Events hardly on the scale of the two above, and hardly a response to the cataclysms which provoked them, but following a similar dynamic, occurred on the streets of New York yesterday. In the face of a political firestorm over what should be done about them, the Latino community, and particularly those segments of it made up of recent immigrants, have begun to make their voices heard, Juan Gonzalez reports.
The debate is no doubt confused - as immigration debates tend to be, even in the US, the definitive immigrant society - and there is very little appreciation of the demographic dynamics at work. As Mike Davis' careful review of the data has shown, "While nativist hysteria has focused on supposedly ‘unrestricted’ immigration, the growth of the Latino population (32 million in 2000) is equally the consequence of higher fecundity in the context of larger, more successfully maintained two-parent families, especially amongst those of Mexican origin (two-thirds of all Latinos).

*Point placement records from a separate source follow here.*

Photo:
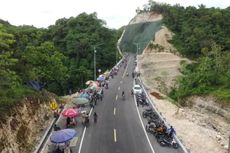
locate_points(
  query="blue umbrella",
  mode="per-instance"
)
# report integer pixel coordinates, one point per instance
(62, 136)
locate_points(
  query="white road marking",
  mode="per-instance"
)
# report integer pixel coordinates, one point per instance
(114, 111)
(115, 135)
(143, 125)
(83, 135)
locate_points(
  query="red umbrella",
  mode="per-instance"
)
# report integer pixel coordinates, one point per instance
(70, 112)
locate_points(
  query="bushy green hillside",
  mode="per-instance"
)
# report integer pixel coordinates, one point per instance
(138, 36)
(60, 57)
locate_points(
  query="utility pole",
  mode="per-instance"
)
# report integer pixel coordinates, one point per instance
(94, 59)
(94, 62)
(137, 45)
(229, 145)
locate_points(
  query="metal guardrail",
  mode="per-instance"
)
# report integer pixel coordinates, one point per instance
(47, 134)
(163, 119)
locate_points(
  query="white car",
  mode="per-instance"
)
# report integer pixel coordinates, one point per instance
(137, 89)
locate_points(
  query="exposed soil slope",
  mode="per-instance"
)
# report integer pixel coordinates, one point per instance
(201, 126)
(21, 131)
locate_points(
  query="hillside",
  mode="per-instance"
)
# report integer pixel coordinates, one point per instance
(202, 119)
(139, 33)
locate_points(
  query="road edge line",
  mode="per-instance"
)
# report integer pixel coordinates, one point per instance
(83, 135)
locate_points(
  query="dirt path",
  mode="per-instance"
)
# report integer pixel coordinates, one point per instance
(202, 132)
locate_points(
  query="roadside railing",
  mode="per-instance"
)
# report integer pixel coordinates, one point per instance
(45, 137)
(163, 119)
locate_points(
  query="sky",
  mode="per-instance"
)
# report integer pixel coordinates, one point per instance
(116, 13)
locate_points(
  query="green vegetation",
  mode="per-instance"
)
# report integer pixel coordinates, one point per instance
(201, 34)
(138, 35)
(61, 56)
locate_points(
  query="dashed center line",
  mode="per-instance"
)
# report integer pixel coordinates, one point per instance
(115, 135)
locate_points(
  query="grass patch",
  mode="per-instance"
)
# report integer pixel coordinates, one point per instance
(222, 94)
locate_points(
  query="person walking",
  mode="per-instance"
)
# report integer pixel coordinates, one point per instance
(95, 117)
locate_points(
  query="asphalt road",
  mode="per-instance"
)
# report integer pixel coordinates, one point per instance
(119, 129)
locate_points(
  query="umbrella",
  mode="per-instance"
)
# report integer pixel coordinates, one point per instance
(62, 136)
(101, 78)
(80, 101)
(84, 95)
(70, 112)
(89, 82)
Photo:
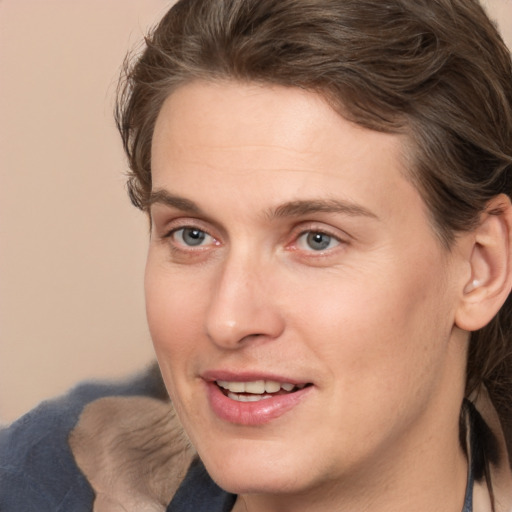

Even if all immigration were terminated tomorrow, the dramatically younger Latino population (median age 26) would continue to increase rapidly at the statistical expense of ageing, non-Hispanic whites (median age 37)." (see text at note 6.)

It should be of concern that the president's answer is a massive, disenfranchised immigrant-gastarbeiter population (although it should equally be recognised that this already exists de facto to a certain extent, if not yet de jure).

Whether these movements represent a resurgent movement for racial equality, this time with a much greater focus on Latinos, or merely a temporary backlash to an extraordinarily (in political circles) hostile climate remains to be seen. Some are already attempting to recast these demands for basic rights as unAmerican particularism - which may itself add fuel to the fire. Where this all leads we shall have to see, but those who lament a loss of revolutionary consciousness perhaps ought to take note of the nature of the concerns of the new oppressed classes, and their intricate relation to capital relations. "You can't talk about globalized capital and exporting jobs and not talk about global human and labor rights for immigrant workers," Rev. Jesse Jackson said yesterday. "Immigrants aren't sending good jobs overseas, corporations are."

This (aside from a sensible, coherent plot, decent acting and a script) is what's missing from Hollywood's favourite film of last year.